According to the report titled “Internet Freedoms in Malaysia: Regulating Online Discourse on Race, Religion and Royalty” released yesterday, there is an immediate need for action to be taken to protect victims of the groups which have been operating with impunity.
“More exclusive and more right-wing groups use social media to propagate their agendas. These groups are able to silence people,” Dr Hew Wai Weng, a research fellow at the Universiti Kebangsaan Malaysia, was quoted as saying in the report.
“They used their ‘freedom of speech’ to limit the freedoms of other people, especially those of minority background — be it gender, ethnic or religious minorities. For example, they campaigned against LGBT people. They monitor LGBT activism online and offline.
“These right-wing groups are not necessarily state actors. There can be preachers, NGO leaders, and opinion leaders who propagate Malay Muslim insecurity,” he added.
The report also said that these groups became especially prevalent after Malay nationalist party Umno’s defeat in the 2018 general election which saw its coalition Barisan Nasional lose for the first time in six decades, which created a “vacuum where Malays need to defend Malays”.
Umno is currently part of the coalition government with former political enemies Pakatan Harapan led by Prime Minister Datuk Seri Anwar Ibrahim.
The report also pointed out that although ultranationalist groups existed before the internet, the arrival of the internet enabled these groups to promote their agenda at a low cost to a bigger audience.
This comes as 89.6 per cent of the total 32 million population in Malaysia have internet access in 2022.
The report detailed traits and tactics used by the groups, such as patrolling and monitoring the internet to promote their agenda, doxxing and attacking critics of the 3R discourse using hate speech, lodging reports with the police and internet service providers, and sometimes even call to violence.
It also noted that although Pakatan Harapan has promised to look after the rights of non-Malays, after its success in the 15th general election, the coalition’s leader Anwar has made pledges that the position of the Malays, Islam and the Royalty will not be questioned.
Centre for Independent Journalism executive director Wathshlah Naidu said that human rights activists and defenders of the internet have experienced online harassment to the point of withdrawing from participation in both online and public spaces. — Picture by Choo Choy May
Meanwhile, Wathshlah Naidu, executive director of the Centre for Independent Journalism said that human rights activists and defenders of the internet have experienced online harassment to the point of withdrawing from participation in both online and public spaces.
“They experienced emotional and psychological impacts leading to the impact of public participation.
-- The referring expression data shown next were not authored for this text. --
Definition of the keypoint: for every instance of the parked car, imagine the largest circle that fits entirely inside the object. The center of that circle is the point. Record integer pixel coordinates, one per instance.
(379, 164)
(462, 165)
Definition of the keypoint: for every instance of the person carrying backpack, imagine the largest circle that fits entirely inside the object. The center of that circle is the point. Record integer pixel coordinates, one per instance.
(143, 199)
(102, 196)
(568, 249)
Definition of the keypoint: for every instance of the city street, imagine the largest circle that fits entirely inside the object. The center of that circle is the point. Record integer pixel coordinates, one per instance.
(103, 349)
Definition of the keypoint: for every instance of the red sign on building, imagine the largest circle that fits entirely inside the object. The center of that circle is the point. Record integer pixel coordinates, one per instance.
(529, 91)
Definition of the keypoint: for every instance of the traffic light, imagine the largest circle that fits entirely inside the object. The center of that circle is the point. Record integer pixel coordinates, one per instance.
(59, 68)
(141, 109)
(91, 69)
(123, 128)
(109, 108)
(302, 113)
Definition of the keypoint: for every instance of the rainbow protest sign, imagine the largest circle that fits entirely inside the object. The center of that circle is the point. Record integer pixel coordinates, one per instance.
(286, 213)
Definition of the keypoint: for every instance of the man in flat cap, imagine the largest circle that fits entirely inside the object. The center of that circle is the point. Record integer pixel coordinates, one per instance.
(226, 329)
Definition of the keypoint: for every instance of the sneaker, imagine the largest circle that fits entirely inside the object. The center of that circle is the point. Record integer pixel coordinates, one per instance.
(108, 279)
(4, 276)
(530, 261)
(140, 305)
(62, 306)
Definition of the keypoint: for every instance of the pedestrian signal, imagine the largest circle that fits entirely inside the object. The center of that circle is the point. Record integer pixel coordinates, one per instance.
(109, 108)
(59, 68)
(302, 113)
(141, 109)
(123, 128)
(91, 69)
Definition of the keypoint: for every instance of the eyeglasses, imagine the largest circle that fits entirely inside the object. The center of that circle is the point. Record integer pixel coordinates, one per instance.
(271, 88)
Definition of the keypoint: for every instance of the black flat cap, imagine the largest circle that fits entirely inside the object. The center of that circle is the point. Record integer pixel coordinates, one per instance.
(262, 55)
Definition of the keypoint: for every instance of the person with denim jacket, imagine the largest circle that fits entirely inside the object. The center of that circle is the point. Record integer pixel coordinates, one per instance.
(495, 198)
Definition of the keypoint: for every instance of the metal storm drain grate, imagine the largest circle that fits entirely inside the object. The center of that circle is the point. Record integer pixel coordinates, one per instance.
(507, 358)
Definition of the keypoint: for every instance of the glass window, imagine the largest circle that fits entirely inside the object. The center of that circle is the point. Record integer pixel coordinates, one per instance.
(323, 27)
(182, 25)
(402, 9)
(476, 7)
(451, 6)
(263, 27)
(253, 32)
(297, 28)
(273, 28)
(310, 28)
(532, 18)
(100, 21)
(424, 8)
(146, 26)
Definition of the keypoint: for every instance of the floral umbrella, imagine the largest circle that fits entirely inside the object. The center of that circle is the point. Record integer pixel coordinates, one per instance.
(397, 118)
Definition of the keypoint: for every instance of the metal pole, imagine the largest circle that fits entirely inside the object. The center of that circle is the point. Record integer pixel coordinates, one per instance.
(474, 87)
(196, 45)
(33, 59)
The internet environment is contributing to a kind of spiral impact that is not only yourself but also your life in public,” she said.
The think tank said the rise of ultranationalist groups was among the four impacts on internet freedoms that resulted from an ecosystem of laws used to ensure the special position of the Malays, Islam, and the monarchy, and to suppress progressive 3Rs narratives with fear.
Other impacts included website blocking by authorities, requesting social media platforms to remove content, and investigation and prosecution of critics.
The report then made several recommendations, among which was for Malaysia to sign and ratify the International Convention on the Elimination of All Forms of Racial Discrimination (Icerd) and the International Covenant on Civil and Political Rights (ICCPR) — which saw intense backlash from some in the Malay-Muslim lobby since 2018.
It also called for the repeal of Sections 298 and 298(A) of the Penal Code, which criminalises content or actions that authorities consider an insult to religion, as well as the repeal of the Sedition Act and the Official Secrets Act.
It also asked for a review and an amendment of Section 233 of the Communication and Multimedia Act to clearly define what are the improper uses of network facilities or network services that it criminalises.
Asia Centre said the report relied on primary and secondary data analysis carried out between August and December 2022 among others on United Nations documents, reviews of laws, reports from civil society, think tanks, government agencies and the media, and also eight key informant interviews with selected stakeholders including academics, activists, lawyers and media practitioners.